In litigation and lobbying during the past decade, advocates of deinstitutionalization have focused on expanding and defending precisely these important investments in community services. Of course, we shouldn’t kid ourselves. Some people are difficult to serve well in a community setting. It’s hardly surprising that those dissatisfied with community care turn back to the idea of a public institution where, one can hope, loved ones will at least be safe and taken care of.
But let’s also not kid ourselves in imagining that “the modern asylum” would be immune to the clinical, political, financial, and administrative challenges that bedevil our current community-based efforts. Many of the worst problems would surely persist. Only this time, these problems would arise in the back wards, blighting lives out of public view.
Advocates of returning to the asylum claim that things will be different this time.

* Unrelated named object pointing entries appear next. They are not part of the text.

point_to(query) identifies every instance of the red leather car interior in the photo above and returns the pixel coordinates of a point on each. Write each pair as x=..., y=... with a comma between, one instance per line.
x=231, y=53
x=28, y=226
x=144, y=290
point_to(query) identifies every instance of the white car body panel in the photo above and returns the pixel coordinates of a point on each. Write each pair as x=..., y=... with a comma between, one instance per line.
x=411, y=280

Maybe, but the institutional pressures that affect all human-services delivery cannot be avoided simply by placing people with disabilities behind institutional walls.
Recent or ongoing Department of Justice investigations in Virginia, Florida, and Georgia underscore that this is no hypothetical concern. The Center for Investigative Reporting just released an 841-page report recounting abuses at California’s Porterville Developmental Center and related facilities. The headline of The Daily Beast’s accompanying coverage, “Beatings, Murder, Rape in California Asylums” conveys what you will find in these pages.
Despite inadequate resources and other limitations, the deinstitutionalization of people with intellectual and developmental disabilities has been a quiet triumph. Our challenge is to make that system work, not to walk it back.